義両親との関係を法的にリセットすることができますので、生活上の面倒を見る責任はなくなります。介護の責任や、生活保護になってしまった場合、面倒を見る義務がなくなります。
特に、長男の嫁の場合、親世代というのは「嫁が夫の両親を見て当たり前」「介護は家でするもの」という世代ですから、夫が亡くなったとしても嫁が家で介護するのは当たり前という考えの方が多いですよね。夫のきょうだいからも、そのようにいわれてしまう方も多いでしょう。
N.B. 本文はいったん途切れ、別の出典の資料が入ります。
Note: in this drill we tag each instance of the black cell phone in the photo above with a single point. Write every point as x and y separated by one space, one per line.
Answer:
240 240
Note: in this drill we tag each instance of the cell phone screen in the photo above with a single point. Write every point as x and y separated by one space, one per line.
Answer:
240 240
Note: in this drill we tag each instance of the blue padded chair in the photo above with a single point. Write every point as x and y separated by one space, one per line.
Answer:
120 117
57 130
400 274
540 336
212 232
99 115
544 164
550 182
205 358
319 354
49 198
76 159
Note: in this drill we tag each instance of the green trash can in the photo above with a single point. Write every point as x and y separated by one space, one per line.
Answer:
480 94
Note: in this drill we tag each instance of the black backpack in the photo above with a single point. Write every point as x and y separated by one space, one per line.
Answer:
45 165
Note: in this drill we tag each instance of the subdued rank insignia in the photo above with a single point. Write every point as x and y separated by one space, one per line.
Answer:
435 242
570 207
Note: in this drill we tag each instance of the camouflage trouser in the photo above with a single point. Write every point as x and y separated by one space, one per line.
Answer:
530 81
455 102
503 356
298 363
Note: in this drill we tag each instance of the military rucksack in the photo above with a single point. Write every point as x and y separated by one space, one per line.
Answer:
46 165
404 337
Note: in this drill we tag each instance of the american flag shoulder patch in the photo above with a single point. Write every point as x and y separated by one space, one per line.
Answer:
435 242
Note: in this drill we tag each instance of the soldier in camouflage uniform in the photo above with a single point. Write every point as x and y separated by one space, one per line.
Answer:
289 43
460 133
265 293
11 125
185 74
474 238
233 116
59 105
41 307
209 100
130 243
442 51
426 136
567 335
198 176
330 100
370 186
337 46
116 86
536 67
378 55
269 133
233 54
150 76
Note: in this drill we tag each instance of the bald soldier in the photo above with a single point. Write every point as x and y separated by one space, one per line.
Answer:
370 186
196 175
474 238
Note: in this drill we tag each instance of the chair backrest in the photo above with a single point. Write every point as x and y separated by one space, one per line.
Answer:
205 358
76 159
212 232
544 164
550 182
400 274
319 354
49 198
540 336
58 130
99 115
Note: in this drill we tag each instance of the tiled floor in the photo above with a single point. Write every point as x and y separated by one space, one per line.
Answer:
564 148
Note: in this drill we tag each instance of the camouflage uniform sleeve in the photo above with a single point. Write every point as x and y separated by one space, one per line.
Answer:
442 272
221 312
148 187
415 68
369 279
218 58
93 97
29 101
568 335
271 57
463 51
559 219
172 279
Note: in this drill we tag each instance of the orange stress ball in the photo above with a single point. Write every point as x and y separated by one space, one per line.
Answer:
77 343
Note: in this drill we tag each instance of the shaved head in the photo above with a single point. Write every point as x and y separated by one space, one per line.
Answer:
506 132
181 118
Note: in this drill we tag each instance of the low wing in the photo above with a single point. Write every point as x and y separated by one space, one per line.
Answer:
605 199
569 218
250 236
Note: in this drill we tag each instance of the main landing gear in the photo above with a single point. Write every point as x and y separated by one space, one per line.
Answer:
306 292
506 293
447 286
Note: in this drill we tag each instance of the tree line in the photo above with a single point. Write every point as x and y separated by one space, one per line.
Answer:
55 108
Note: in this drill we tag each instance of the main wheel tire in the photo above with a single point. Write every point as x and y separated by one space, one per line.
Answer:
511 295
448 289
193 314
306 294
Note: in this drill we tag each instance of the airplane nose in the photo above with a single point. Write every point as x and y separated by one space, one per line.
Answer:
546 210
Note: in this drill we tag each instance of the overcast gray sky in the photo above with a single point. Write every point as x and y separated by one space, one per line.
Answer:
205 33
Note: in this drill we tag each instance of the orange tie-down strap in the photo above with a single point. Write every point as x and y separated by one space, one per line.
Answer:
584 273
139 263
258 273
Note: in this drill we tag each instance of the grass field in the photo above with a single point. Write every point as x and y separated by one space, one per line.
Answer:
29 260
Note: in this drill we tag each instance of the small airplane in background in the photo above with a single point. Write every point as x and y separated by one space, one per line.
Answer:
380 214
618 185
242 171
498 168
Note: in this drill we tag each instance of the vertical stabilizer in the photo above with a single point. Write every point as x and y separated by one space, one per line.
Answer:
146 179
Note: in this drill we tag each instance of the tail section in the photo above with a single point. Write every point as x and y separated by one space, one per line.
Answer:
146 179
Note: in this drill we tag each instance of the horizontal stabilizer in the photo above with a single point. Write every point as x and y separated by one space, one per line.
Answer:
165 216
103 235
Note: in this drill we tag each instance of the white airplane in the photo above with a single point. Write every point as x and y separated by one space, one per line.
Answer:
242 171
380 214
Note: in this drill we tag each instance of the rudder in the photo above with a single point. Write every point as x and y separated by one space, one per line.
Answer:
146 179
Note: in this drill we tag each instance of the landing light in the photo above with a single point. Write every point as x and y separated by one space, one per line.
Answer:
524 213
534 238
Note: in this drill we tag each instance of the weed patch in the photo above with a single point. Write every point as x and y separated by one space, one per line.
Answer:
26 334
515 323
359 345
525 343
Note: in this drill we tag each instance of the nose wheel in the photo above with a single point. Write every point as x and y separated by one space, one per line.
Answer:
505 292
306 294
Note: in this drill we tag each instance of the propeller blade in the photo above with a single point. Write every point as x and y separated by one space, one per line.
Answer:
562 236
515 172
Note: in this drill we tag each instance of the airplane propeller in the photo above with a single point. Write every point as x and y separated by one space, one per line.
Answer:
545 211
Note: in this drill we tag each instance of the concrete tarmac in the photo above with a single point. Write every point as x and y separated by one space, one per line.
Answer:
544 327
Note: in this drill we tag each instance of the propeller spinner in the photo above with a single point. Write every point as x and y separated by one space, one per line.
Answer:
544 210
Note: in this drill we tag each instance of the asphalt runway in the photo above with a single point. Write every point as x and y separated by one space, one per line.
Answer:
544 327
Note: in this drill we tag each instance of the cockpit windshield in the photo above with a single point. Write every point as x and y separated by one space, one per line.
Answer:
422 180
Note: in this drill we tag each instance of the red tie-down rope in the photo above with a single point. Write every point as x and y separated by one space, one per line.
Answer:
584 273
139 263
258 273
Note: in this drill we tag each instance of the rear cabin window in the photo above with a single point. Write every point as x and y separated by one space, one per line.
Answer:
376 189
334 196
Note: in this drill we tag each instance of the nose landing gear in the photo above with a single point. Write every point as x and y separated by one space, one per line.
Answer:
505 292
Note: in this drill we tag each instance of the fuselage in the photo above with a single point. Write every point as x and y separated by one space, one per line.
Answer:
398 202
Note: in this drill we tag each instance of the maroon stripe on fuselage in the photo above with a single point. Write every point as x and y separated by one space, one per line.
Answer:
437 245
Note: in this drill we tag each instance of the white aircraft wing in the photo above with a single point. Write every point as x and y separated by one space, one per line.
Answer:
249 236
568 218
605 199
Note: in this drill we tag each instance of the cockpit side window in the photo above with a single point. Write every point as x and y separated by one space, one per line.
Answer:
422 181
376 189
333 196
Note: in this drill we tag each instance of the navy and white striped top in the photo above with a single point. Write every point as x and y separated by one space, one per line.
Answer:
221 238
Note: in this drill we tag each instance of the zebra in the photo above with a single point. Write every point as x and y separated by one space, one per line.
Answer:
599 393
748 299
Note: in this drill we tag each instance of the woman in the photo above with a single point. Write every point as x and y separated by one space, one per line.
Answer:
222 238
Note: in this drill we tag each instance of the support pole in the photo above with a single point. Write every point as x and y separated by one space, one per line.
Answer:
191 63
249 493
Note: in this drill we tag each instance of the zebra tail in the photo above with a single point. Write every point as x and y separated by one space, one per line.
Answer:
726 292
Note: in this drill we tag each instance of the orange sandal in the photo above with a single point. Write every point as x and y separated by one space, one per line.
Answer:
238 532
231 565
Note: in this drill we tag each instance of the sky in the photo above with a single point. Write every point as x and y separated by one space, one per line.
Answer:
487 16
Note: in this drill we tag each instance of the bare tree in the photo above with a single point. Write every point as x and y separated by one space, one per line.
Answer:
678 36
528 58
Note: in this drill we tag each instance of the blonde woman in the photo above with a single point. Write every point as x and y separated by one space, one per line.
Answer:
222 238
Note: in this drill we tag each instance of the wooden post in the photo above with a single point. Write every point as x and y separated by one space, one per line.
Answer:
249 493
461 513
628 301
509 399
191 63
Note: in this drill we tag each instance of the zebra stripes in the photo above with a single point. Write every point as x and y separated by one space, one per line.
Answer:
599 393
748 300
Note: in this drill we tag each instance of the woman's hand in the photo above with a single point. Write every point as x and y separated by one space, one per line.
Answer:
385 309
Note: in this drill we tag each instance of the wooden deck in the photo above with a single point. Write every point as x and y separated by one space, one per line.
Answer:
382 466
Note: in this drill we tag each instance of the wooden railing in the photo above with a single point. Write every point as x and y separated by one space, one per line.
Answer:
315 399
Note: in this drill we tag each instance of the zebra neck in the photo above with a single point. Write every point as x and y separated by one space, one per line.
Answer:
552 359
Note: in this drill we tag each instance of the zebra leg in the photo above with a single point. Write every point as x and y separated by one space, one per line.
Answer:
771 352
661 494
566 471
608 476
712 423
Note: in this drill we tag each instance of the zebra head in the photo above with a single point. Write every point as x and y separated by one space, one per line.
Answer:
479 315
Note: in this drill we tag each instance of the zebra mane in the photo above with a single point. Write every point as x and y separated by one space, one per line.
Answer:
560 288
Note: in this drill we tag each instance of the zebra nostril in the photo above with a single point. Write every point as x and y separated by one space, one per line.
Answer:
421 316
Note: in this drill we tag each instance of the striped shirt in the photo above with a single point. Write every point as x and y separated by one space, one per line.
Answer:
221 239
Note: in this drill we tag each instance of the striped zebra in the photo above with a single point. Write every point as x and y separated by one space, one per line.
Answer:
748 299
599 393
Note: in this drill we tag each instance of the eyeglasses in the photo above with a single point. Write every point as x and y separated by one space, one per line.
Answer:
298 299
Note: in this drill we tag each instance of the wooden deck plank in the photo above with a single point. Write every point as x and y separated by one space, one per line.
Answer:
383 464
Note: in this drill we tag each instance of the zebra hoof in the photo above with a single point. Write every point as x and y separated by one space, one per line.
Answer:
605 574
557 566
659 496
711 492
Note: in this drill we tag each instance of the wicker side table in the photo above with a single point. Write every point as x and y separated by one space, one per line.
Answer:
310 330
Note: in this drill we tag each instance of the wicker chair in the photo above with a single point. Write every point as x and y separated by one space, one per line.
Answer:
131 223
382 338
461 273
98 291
また、義両親の介護や相続などを巡って、夫の死後にきょうだいとの関係が悪くなることもありますね。姻族関係終了届を提出し、親族から外れることで、法的に「他人」となることができます。

自分と夫の関係は「死別」で変わらない

夫が亡くなると、その婚姻関係は終了しますが、戸籍上は「死別」となります。姻族関係終了届を提出したとしても、本人の戸籍に「姻族関係終了」と記載され、義両親との関係を終了するだけです。亡くなった配偶者との関係は変わりませんし、配偶者の親族の戸籍にも記載されることはありません。姻族関係終了届の提出後も、遺族年金や、財産相続の権利などには影響がありませんので、夫との関係については、届け出ることによってのデメリットはまったくありません。